Naast de toog prijkt een televisietoestel. Die woensdag zijn de blikken gericht op de Giro. “Maar als er voetbal is,” zegt trouwe klant Bernard, “dan kijken we naar het voetbal.” Tegelijk wordt er druk gepalaverd. De gewone cafépraat: het weer en het voetbal en de prijzen van alles. “Want alles blijft maar duurder worden.”

Bernard gaat verder: “Met Marc praat ik over poëzie. We hebben samen aan de universiteit gestudeerd en dat schept een band. Met Miguel praat ik over golf, want hij speelt golf. Vanmiddag had iemand foto’s bij van vijftien jaar geleden. Daar hebben we samen nog eens naar gekeken. Gek toch hoe we allemaal verouderd zijn, en verdikt soms, of kaler.”

Doe de biertest
Bernard werkt, en dat is enigszins verrassend, als barman in een ander café, La Goutte d’Or. “Ik kan alleen maar eerlijk toegeven dat het bier hier het beste is dat ik ooit heb geproefd.” Joseph Stockis spreekt hem niet tegen. Hij monstert mij en moppert: “U kent duidelijk niet veel van bier.” Naast mijn eerste glas Jupiler (perfecte schuimkraag) verschijnt, als het ware uit het niets, een tweede glas. Stockis heeft het laten aanrukken uit het café aan de overkant van de straat. “Proef toch maar eens.”

Ik proef, en tracht beide Jupilers vergelijken. “Hm, het eerste bier is warmer?” Verkeerd antwoord. Jupiler 1 is een minuut of tien vroeger getapt. Bien évidemment is die warmer. Stockis haalt er snel een derde Jupiler bij, opnieuw van eigen vat. “En?” Het klinkt bijna triomfantelijk. Er is inderdaad een waarneembaar verschil: de pint van Taverne Saint-Paul is minder bitter, en smaakt op een bepaalde manier subtieler.

Dat heeft niets met het bier zelf te maken (een vat Jupiler is een vat Jupiler), doch alles met café-infrastructuur. Leidingen, pompen. Staal is beter dan plastic. Hoe het materiaal wordt gekuist, speelt ook een rol. En daarnaast is het tappen van bier natuurlijk een mineure kunstvorm.

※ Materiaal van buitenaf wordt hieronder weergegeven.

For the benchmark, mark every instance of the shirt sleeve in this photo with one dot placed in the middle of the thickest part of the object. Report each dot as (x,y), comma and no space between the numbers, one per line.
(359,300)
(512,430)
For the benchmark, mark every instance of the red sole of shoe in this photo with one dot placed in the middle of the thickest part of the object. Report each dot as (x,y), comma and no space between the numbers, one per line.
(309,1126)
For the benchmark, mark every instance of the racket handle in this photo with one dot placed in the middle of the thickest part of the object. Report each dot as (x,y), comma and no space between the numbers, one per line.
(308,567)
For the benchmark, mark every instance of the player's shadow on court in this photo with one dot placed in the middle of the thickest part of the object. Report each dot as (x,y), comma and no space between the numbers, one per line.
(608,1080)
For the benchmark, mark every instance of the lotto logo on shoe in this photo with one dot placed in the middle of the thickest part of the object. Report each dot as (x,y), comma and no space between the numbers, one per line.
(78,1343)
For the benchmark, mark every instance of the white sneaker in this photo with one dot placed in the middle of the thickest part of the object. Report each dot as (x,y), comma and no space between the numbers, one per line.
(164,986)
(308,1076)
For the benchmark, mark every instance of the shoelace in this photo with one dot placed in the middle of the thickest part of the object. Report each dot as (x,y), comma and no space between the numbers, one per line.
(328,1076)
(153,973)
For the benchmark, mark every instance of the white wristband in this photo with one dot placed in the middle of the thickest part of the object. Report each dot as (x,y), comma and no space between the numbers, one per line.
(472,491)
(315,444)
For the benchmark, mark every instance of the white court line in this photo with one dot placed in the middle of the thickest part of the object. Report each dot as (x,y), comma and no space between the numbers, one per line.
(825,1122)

“Ik heb dat ook moeten leren”, mompelt Joseph Stockis. “Voor ik Le Saint Paul overnam, deed ik in groenten en fruit. Ik had een zaak in Outre-Meuse, aan de overkant van de Maas. Ik had een vrouw en kinderen, en zelden de tijd om op café te gaan zitten.”
Wat is hem van de voorbije twintig jaar het meest bijgebleven? Hij denkt even na. “De Luikenaars. Sans blague, echt waar.”

Jesse Brouns

Taverne Saint-Paul, 8 rue Saint-Paul, Luik.